3. Try some green tea.
Replace soda and other sweetened drinks with green tea for its potential brain function benefits. Enjoying a warm cup of tea is also a great way to refocus and keep stress at bay.

4. Take advantage of avocado.
Substitute mashed avocado for half of the butter in your baking recipes, or swirl it into smoothies and spreads. Avocado is a good source of monounsaturated fatty acids, which are a healthier alternative to saturated fat and can help reduce LDL (‘bad’) cholesterol.

5. Enjoy a banana’s benefits.
The potassium in bananas may help offset the harmful effects of sodium on your blood pressure. Pair them with peanut butter, cereal, yogurt and more.

6. Put fruit at the front of your fridge.
As soon as you get home from the grocery store, wash your fresh fruit and place it in a bowl on the top shelf. Keeping it visible will remind you to eat more of it!

7. Reach for more veggies.
Do the same thing with vegetables—make them easy to grab. If you’re not big on the taste of veggies like carrots and zucchini, try dipping them in low-fat dressing.

8. The fiber is in the fruits (and vegetables).
Blend a banana, orange or fresh spinach leaves into a smoothie for a quick hit of fiber and other important nutrients.

9. Keep healthy snacks close at hand.
Put away the chocolate and other sugary sweets, and set out a bowl of dried fruit or nuts instead.
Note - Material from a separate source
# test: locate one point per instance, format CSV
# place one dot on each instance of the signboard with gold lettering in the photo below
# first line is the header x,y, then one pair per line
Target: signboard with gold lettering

Walnuts are a good source of fiber and omega-3 fatty acids. Pack individual servings in plastic bags for when you’re out and about.

10. Snack smartly in front of the TV.
Don’t bring a bag of potato chips or cookies to the couch; you may be tempted to eat too many without realizing it. Instead, grab a healthy snack.

11. Pick up organic produce.
Eating organic vegetables and fruits can lessen your exposure to pesticides. Organic items may offer greater nutritional benefits as well.

12. Always read the label.
Whole, natural foods are the most healthful, but when you do buy packaged items, look for ones that are lower in sodium, fat and added sugar.

13. Drink to your health.
Don’t forget to consume plenty of water during the day; it’s the best hydrator there is. Tea and coffee also are good options.

14. Grab a snack before you shop.
Before you head to the market—or even order groceries online—have a healthy snack so you’re not shopping on an empty stomach.